Mrs. Brown died two weeks and two days after celebrating her 102nd birthday, family members said.
She was born Maggie Lena Kellam and raised in Accomac, Va., where she graduated from public schools. As a young woman, she began her career cooking at a hotel in Whispering Pines, Va., and moved to Baltimore in 1935. She briefly worked in several restaurants before taking a job as second cook at the House of Welsh, the historic Guilford Avenue restaurant established in 1900.
"She did all kinds of things, including cutting beef into one-pound steaks," said a daughter, Ardelcie Porter of Baltimore.
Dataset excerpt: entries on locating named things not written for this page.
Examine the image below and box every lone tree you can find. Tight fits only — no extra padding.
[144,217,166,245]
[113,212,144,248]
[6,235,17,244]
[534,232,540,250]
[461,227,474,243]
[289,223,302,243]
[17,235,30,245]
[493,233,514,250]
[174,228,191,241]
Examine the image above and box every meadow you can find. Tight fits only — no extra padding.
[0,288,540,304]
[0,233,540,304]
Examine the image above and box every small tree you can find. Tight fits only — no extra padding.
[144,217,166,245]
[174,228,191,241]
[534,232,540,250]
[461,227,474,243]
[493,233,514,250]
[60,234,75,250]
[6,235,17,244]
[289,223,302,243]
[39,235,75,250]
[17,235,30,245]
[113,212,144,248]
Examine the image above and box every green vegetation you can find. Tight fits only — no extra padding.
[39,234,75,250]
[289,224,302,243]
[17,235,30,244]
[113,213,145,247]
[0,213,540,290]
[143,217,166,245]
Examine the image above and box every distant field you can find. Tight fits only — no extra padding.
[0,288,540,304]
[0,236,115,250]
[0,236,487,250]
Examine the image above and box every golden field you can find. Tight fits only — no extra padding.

From the late 1950s until she retired in 1975, Mrs. Brown was head cook at Camp Tapowingo, in Sweden, Maine. After she retired, Mrs. Brown continued to enjoy cooking for and entertaining family and friends.
"She was known for her turtle soup, home-baked goods and high rolls," Mrs. Porter said.
Mrs. Brown, who lived on Poplar Grove Street for 50 years, stopped cooking when she was 95, though she continued doing needlework until the end of her life.
She enjoyed sewing, crocheting and quilting, and those who received a gift of one of her quilts or afghans felt "quite honored," family members said.
When asked about her longevity, relatives said, Mrs. Brown would reply by saying, "Hard work is good for you. I've worked hard all my life."
She was married for many years to Jerry Brown, who died in 1970.
Services were yesterday.
Also surviving are two sons, Vincent T. Kellam and George H. Kellam, both of Baltimore; another daughter, Willetta Watty of Baltimore; 13 grandchildren; and many great-grandchildren and great-great-grandchildren Another daughter, Jacqueline Albright, died in 1996.